Ariana Grande: “Londres terá sempre um lugar especial no meu coração”

Alice Lange

Ariana Grande voltou a pisar um palco londrino depois de quase uma década de ausência, recebida por um rugido capaz de esmagar uma sala. Tinha à sua disposição um alinhamento que percorria toda a carreira — os singles de arena, os momentos de passerelle, a participação da co-protagonista. Mas a frase mais citada da noite surgiu no seu momento mais silencioso, quando reduziu o espectáculo a um único banco para apresentar uma canção que quase ninguém teria assinalado como peça central.
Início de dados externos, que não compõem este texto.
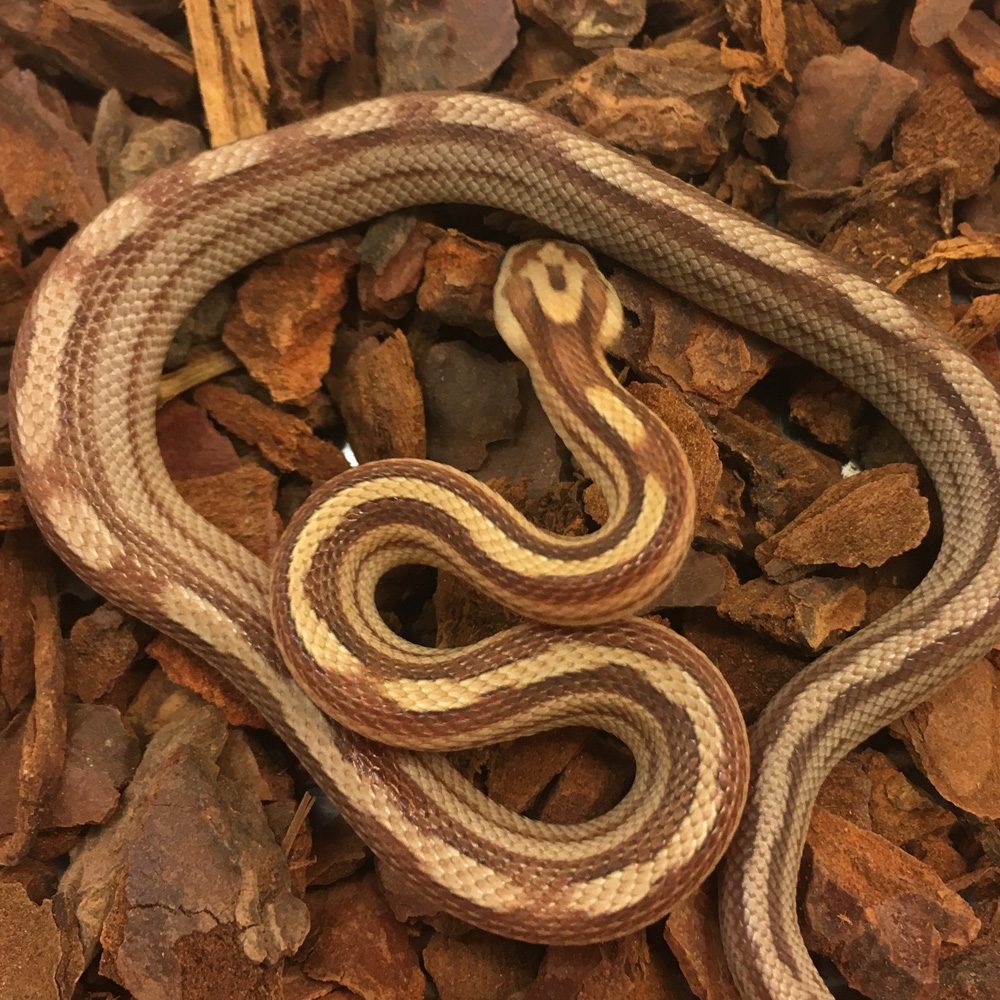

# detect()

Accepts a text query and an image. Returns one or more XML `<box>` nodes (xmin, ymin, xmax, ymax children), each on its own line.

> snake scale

<box><xmin>11</xmin><ymin>94</ymin><xmax>1000</xmax><ymax>1000</ymax></box>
«Londres terá sempre um lugar especial no meu coração»,

disse ela, ao apresentar «Hampstead», a faixa melancólica, com pouco perfil de single, cujo nome vem da zona do noroeste de Londres que chamou casa enquanto filmava Wicked, tal como registou a Billboard no seu relato da noite. À primeira vista, é o tipo de coisa que qualquer estrela em digressão diz em qualquer cidade. Dita por esta voz, nesta noite, carrega algo mais específico.

Repare-se em que Londres ela quer dizer. Não a arena do O2, nem o cartaz — um bairro, uma casa, um período em que viveu na cidade não como uma estrela pop de passagem, mas como actriz de cinema a aprender um segundo ofício. O lugar especial é biográfico, não geográfico; o afecto é pela versão de si própria que ali encontrou.

Depois, repare-se em quando o diz. Estas noites londrinas são as últimas da digressão — «Londres é a nossa última paragem nesta digressão», disse ao público — o momento em que pousa a máquina da digressão e se afasta dos holofotes. Uma residência que abrange toda a carreira poderia ter atingido o auge com qualquer uma de uma dúzia de canções feitas precisamente para esta arena. Em vez disso, encaminhou o clímax emocional através de um não-single, cantado sentada num banco num palco secundário. Não é um acidente do alinhamento. Grande controla demasiado bem a sua própria narrativa para que o seja.

Encaixa no capítulo que tem vindo a encerrar. Eternal Sunshine virou a confissão para dentro; o catálogo de Positions, antes silenciado, foi recuperado em tempo real por um público que lhe devolve, cantando, as faixas menos óbvias; Petal chegou apenas semanas antes destas datas. E «One Last Time», ainda carregando o peso de Manchester, integrou o alinhamento como lembrança de tudo o que esta artista e esta cidade já suportaram juntas. O fio condutor é alguém a arrumar uma era com uma deliberação invulgar.

Assim, a frase sobre o lugar especial soa menos a um regresso a casa e mais a uma passagem de testemunho. Londres é onde a Ariana pop recebe os aplausos e a Ariana do ecrã — aquela que se mudou para lá por Wicked — assume discretamente a dianteira. A ternura é genuína. Mas é também uma porta que se fecha suavemente à saída.

O indício nunca seria um discurso de despedida. Foi uma pequena canção sobre um bairro, cantada sentada num banco, que ela escolheu transformar na coisa mais ruidosa da sala.